While the business press points to May's slowdown in the pace of layoffs as an early sign of recovery, Harvard economist Jeffrey Frankel says not so fast. Frankel, who's also a member of the Business Cycle Dating Committee of the National Bureau of Economic Research, prefers an alternative indicator of employment - total hours worked - which he says provides a better gauge of economic cycles (pointer from Economix).
Speaking entirely for myself, I like to look at the rate of change of total hours worked in the economy. Total hours worked is equal to the total number of workers employed multiplied by the average length of the workweek for the average worker. The length of the workweek tends to respond at turning points faster than does the number of jobs.
Frankel provides the graph below which tracks the trend in hours worked over the past decade.
Based on this, he argues that the economy is not yet in recovery and continues on its downward trajectory.

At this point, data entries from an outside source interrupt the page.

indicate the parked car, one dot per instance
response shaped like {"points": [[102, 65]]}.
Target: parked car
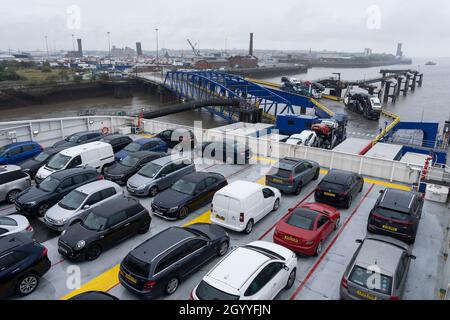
{"points": [[339, 188], [78, 139], [157, 266], [12, 182], [384, 257], [32, 166], [145, 144], [23, 262], [98, 155], [117, 141], [122, 170], [35, 201], [241, 204], [187, 194], [290, 175], [305, 229], [16, 153], [257, 271], [77, 203], [174, 137], [13, 224], [159, 175], [104, 227], [397, 213], [231, 152]]}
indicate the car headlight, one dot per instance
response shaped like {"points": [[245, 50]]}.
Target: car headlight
{"points": [[81, 244]]}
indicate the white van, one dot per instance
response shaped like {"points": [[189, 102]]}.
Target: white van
{"points": [[241, 204], [95, 154]]}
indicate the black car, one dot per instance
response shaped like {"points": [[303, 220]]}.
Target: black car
{"points": [[157, 266], [23, 262], [33, 165], [103, 227], [187, 194], [122, 170], [35, 201], [79, 138], [228, 151], [397, 213], [174, 137], [117, 141], [339, 188]]}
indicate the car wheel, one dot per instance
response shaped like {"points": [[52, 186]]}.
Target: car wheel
{"points": [[172, 286], [12, 195], [93, 252], [249, 227], [183, 213], [319, 249], [291, 279], [276, 205], [27, 284], [42, 210], [153, 191], [223, 249]]}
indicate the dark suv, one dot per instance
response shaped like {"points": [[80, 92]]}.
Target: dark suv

The length of the average work week fell to its lowest since 1964 ! ... [N]ot only did total hours worked decline in May, but the rate of decline (0.7%) was very much in line with the rate of contraction that workers have experienced since September. Hours worked suggests that the hope-inspiring May moderation in the job loss series may have been a monthly aberration. If firms were really gearing up to start hiring workers once again, why would they now be cutting back as strongly as ever on the hours that they ask their existing employees to work? If one factors in falling wages, to compute total weekly earnings, the picture looks still worse.
Frankel's "bottom line:"
[T]he labor market does not quite yet suggest that the economy has hit bottom.